The exhibition at the Julian Road museum shows rarely-seen old illustrations of the bridge, which the council says have helped to shape its thinking on the facelift.
Dredge patented the principle of using chains rather than cables in such bridges.
Council cabinet member for transport Councillor Roger Symonds (Lib Dem, Combe Down) said: “The engineering expertise of the past is shaping the future refurbishment of this important bridge. The council has delved into history to support our aims of making the city more appealing for people on foot and who use bicycles.
“Victoria Bridge is a vital connection between communities on either side of the River Avon.
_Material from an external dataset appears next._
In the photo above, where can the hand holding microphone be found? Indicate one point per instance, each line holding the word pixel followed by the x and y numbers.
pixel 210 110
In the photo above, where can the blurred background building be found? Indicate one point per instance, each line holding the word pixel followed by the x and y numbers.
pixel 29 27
It supports sustainable travel to Bath Riverside that in the coming years will support thousands of new homes and jobs for local people.
“The structure has a high heritage value which played a significant part in the story of the city’s industrial development and advanced bridge engineering through the Victorian era. The exhibition is a unique opportunity for people to explore history and have their say on these multi-million pound projects.”
The exhibition, including the proposals for the replacement of the one-way Destructor Bridge with a two way traffic bridge with pedestrian and cycleways, is open Fridays to Sundays only, 10.30am – 5pm. Anyone who cannot attend the exhibition can view the plans online at www.bathnes.gov.uk/victoriabridge.
Although the opportunity to comment closes on March 24, the exhibition continues until May 23. More details are at www.bathatwork.org.uk.